What was most uplifting was the president’s tone of optimism and “believing in America.”
All evening, the Democrats in the audience sat silent, and only a few of them from time to time rose to applaud something that, had they not, would have caused a lot of heat “back home.” A few of the Democratic leaders in Congress, you know who they are, sat with sour faces that reminded me of pouty spoiled 5-year-olds who were just told their candy was being taken away for being bad children, and this time Mommy means it!
And when our president talked about programs helping women in business and supporting paid family leave, the baffled looks on faces of Democrats like Elizabeth Warren were … precious. “Wh-wh-wh-what did he just say? Should we.. should we applaud for that?” But by that time, the moment was lost, and these liberal Democrats mostly sat silent over the idea of paid family leave. Wow.
There was rudeness that I am happy to say our president basically ignored. Some Democrats all dressed in white spent most of the evening Tweeting on their cell phones and making thumbs down gestures. Nice.
But our president tried hard to reach across the aisle for compromise.
Looking straight at the sitting-on-their-hands Democrats in the audience, Trump threw down the gauntlet of getting along for the good of America: “We are one people, with one destiny. The time for small thinking is over. The time for trivial fights is behind us. We just need the courage to share the dreams that fill our hearts.”
For me, the greatest moment of the evening was our president’s recognition of Carryn Owens, the widow of Navy SEAL William “Ryan” Owens, who died during a Jan. 29 raid in Yemen.
Trump said Ryan Owens died “a warrior and a hero,” with Mrs. Owens looking on in the guest balcony with tears in her eyes. The audience stood with more than two minutes of applause. Trump peered up at Carryn Owens and said: “Ryan is looking down right now. You know that. And he’s very happy.”
Later on CNN, commentator Van Jones – of all people – called this an incredible moment and, amazingly, said Trump looked very presidential. Jones then added something even more amazing. He warned Democrats that they needed to get beyond this idea of doing nothing but opposing Trump, “especially when he is right.”
What? Did I hear that correctly?
I agree with Jones, who on Wednesday was catching some heat from fellow liberals for his remarks.
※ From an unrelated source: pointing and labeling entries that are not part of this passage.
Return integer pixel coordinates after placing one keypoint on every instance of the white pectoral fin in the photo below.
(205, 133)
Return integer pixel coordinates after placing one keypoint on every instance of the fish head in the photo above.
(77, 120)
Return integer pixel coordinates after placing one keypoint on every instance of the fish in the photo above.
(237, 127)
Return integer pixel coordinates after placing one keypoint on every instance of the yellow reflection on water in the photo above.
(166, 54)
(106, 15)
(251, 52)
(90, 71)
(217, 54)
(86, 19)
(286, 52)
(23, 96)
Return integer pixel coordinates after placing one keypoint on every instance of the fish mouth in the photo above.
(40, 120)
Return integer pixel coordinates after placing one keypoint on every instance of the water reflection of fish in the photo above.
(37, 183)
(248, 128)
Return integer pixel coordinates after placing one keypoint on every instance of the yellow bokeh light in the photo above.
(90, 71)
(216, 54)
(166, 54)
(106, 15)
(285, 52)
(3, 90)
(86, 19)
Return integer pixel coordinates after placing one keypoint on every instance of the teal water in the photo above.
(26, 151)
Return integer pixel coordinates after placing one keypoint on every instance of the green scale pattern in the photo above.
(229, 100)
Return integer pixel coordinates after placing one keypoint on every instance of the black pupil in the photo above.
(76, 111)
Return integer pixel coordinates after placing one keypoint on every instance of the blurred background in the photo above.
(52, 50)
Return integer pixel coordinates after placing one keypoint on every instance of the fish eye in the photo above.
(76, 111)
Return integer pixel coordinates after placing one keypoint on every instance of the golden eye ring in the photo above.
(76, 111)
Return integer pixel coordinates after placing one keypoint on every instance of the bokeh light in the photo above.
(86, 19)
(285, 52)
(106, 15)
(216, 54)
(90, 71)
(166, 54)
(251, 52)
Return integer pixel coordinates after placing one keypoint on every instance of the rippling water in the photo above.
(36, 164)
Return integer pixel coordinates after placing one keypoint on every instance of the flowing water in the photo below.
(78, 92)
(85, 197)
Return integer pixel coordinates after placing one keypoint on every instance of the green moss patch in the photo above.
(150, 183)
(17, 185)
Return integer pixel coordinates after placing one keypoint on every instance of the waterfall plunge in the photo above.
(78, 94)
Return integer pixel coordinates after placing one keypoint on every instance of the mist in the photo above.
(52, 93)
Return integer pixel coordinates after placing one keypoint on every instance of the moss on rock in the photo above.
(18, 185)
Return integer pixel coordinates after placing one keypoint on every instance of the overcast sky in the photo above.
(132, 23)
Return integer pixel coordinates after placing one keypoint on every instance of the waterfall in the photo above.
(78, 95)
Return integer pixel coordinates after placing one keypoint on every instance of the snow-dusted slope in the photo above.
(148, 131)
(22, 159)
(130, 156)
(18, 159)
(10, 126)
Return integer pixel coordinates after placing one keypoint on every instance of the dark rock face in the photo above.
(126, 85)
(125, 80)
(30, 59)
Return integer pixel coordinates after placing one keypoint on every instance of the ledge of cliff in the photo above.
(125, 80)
That’s a shame.
Our president Tuesday night gave an optimistic, uplifting and unifying speech that could – could – ease the divisiveness and anger in our country. But I fear that many of the people that should have watched the speech didn’t watch the speech.
Many of that 50 percent of people who didn’t vote for Trump and still hate that their candidate didn’t win – and that includes many in the news media – just refused to watch.
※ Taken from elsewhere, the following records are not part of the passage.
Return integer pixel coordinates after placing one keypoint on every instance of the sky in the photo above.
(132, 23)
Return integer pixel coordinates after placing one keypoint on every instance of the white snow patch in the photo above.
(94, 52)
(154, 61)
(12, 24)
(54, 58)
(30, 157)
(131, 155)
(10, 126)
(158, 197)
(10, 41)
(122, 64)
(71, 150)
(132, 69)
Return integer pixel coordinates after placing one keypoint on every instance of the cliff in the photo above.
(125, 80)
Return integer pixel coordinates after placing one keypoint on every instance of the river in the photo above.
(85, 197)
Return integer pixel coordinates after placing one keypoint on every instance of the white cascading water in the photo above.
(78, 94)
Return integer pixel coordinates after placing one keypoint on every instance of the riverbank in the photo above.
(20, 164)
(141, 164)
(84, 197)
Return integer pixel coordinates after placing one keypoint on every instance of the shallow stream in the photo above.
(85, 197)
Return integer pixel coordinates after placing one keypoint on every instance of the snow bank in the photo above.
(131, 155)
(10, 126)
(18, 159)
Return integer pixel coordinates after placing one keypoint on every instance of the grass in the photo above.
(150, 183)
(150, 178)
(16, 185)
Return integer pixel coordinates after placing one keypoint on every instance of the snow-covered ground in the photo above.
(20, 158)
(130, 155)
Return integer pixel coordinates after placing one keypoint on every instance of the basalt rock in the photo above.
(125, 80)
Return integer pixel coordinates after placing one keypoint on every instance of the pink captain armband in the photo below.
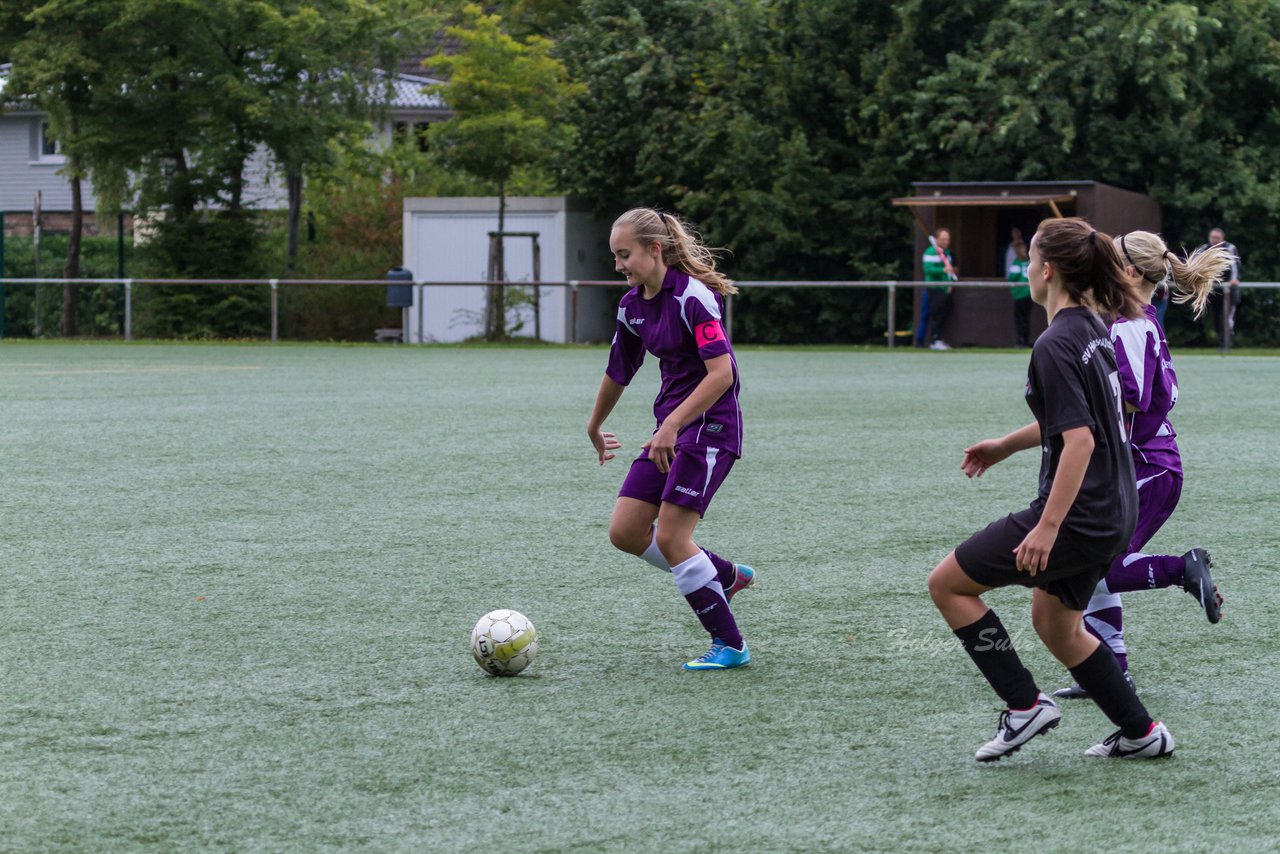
(708, 333)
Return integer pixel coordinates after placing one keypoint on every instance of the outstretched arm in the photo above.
(1032, 553)
(606, 400)
(988, 452)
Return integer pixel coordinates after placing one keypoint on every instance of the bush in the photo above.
(100, 309)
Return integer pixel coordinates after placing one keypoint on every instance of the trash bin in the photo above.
(400, 296)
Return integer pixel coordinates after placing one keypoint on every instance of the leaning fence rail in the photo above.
(888, 286)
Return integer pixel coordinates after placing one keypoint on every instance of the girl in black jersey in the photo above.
(1082, 517)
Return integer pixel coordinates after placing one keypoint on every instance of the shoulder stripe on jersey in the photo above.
(703, 295)
(1132, 336)
(622, 319)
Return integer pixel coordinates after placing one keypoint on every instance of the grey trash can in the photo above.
(400, 296)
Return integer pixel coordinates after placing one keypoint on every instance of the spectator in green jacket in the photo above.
(938, 266)
(1015, 270)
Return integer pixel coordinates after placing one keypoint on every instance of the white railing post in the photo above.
(275, 309)
(892, 328)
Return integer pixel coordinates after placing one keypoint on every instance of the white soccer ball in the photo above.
(504, 642)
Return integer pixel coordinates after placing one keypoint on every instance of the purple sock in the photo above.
(712, 610)
(1137, 571)
(725, 570)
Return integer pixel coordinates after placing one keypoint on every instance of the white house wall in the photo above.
(455, 247)
(447, 240)
(22, 174)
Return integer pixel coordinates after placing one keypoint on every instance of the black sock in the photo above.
(991, 649)
(1100, 675)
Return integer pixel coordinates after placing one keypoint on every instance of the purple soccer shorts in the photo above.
(693, 479)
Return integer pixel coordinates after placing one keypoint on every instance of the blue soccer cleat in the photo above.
(744, 576)
(721, 657)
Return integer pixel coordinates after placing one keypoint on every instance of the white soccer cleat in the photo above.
(1157, 743)
(1018, 727)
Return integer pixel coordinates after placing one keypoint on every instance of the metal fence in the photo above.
(890, 287)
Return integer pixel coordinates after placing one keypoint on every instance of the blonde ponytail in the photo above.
(681, 246)
(1191, 281)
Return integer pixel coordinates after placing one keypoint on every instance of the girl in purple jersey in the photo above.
(1150, 391)
(673, 311)
(1083, 515)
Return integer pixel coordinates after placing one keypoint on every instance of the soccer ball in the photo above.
(503, 642)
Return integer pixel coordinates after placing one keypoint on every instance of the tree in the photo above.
(507, 97)
(63, 56)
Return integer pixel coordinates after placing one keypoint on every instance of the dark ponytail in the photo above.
(1088, 266)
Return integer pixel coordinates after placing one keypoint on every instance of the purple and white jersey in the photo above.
(682, 328)
(1148, 384)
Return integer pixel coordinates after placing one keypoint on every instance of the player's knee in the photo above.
(672, 543)
(629, 538)
(940, 585)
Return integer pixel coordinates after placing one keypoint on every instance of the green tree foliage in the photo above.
(784, 127)
(507, 97)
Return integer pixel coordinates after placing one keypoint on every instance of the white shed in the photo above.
(447, 240)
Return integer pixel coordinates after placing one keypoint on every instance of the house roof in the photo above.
(407, 92)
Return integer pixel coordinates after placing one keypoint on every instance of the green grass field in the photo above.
(241, 580)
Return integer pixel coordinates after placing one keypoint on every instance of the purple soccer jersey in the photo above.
(1147, 383)
(682, 328)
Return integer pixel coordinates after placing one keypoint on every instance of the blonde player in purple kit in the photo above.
(1150, 388)
(673, 310)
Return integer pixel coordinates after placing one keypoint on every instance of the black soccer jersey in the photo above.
(1073, 382)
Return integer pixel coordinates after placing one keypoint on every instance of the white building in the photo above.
(30, 159)
(447, 240)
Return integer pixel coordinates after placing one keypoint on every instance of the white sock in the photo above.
(653, 555)
(694, 574)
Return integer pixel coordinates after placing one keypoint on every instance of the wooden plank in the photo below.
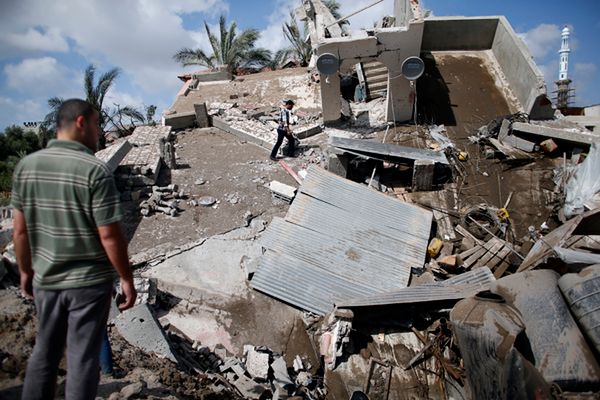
(465, 233)
(491, 252)
(467, 253)
(499, 257)
(475, 257)
(498, 272)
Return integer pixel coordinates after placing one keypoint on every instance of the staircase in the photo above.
(376, 77)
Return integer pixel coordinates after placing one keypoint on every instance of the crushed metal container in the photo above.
(582, 292)
(559, 349)
(489, 331)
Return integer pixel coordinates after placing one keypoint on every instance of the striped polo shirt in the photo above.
(65, 193)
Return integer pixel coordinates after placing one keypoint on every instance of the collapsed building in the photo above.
(436, 236)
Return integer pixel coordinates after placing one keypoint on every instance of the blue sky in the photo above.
(46, 45)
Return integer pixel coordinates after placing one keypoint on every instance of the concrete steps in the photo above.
(376, 77)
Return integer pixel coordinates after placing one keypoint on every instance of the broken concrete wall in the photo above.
(484, 33)
(459, 33)
(525, 78)
(222, 75)
(391, 46)
(180, 120)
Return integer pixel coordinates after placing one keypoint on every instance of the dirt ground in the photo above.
(459, 91)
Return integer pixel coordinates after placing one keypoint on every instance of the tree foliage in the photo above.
(229, 47)
(15, 143)
(95, 93)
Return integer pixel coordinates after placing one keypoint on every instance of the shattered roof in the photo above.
(340, 239)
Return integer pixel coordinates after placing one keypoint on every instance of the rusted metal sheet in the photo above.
(456, 288)
(340, 239)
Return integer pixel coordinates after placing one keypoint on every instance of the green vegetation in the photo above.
(229, 49)
(95, 92)
(300, 47)
(15, 143)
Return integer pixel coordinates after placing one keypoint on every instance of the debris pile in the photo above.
(257, 123)
(163, 199)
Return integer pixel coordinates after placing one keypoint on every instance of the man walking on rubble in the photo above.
(67, 240)
(284, 130)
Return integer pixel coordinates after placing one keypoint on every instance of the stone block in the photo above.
(423, 172)
(141, 329)
(202, 119)
(257, 364)
(113, 155)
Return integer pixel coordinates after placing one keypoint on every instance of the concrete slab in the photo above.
(180, 120)
(217, 307)
(257, 364)
(113, 155)
(554, 133)
(141, 329)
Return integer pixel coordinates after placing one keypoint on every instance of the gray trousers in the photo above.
(77, 318)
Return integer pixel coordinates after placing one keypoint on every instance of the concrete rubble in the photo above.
(442, 249)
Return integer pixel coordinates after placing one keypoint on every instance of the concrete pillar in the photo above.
(402, 12)
(331, 98)
(201, 115)
(338, 164)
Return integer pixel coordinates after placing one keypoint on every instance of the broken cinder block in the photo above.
(140, 328)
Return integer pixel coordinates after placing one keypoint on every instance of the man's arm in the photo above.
(23, 253)
(115, 246)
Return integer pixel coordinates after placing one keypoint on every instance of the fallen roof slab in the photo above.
(583, 224)
(340, 239)
(366, 148)
(554, 133)
(113, 155)
(140, 328)
(456, 288)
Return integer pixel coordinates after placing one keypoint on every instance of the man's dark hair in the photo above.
(70, 109)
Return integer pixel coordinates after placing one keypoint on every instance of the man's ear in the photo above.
(80, 122)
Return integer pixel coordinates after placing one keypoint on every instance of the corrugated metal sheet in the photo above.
(367, 147)
(340, 240)
(386, 240)
(351, 261)
(459, 287)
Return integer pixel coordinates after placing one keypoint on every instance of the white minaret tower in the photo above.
(563, 84)
(564, 55)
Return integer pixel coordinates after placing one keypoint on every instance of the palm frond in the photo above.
(131, 112)
(88, 83)
(187, 56)
(105, 81)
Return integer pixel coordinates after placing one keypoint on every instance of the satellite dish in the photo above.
(328, 64)
(412, 68)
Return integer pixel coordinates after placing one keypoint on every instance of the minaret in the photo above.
(564, 55)
(563, 92)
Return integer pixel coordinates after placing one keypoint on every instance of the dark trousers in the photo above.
(281, 133)
(77, 318)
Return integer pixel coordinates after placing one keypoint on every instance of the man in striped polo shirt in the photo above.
(68, 243)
Ironically, I suspect that most of the people who refused to watch the Trump speech would have loved the same words if spoken by the former president (maybe with the exception of that part about “building a wall” and the line about radical Islam). I’d love to see newspapers across America devote space to printing our president’s speech in its entirety, urging readers on both sides to consider what the president is urging.
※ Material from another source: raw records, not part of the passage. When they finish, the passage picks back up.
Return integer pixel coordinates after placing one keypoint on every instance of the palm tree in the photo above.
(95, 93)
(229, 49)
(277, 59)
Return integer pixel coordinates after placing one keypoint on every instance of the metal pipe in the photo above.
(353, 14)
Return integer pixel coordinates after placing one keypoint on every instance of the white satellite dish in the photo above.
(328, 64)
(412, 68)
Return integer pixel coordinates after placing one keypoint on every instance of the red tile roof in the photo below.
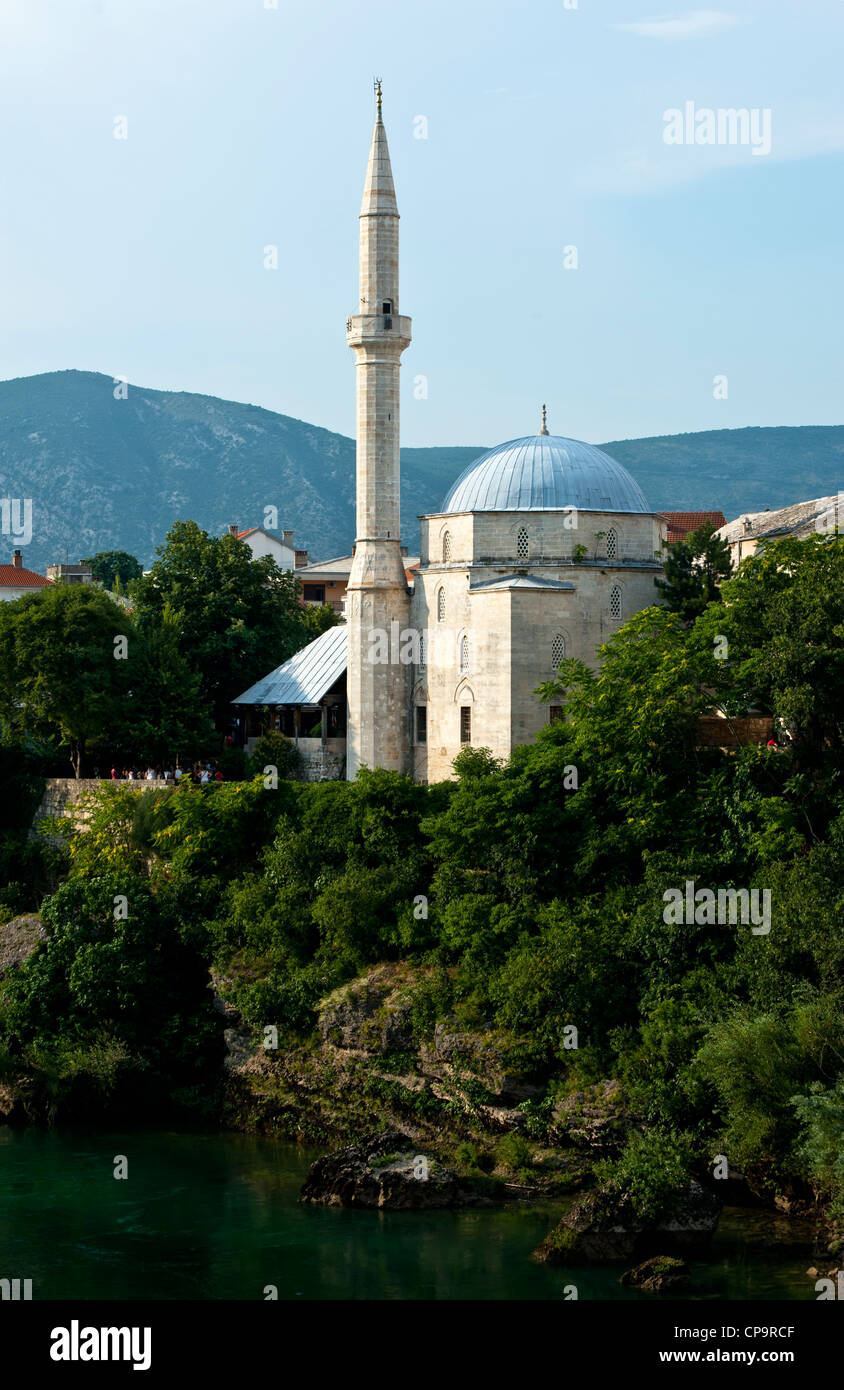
(680, 523)
(15, 577)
The president’s speech Tuesday thrilled me because of his language and tone of hope. He reached out to Democrats to come together and work toward a great America again. The ball is their court now. I hope they, and those voters who oppose Trump, will indeed put these trivials aside and bring our country together.
Thank you, President Trump, for reminding us that we need to look forward, not fume about the past.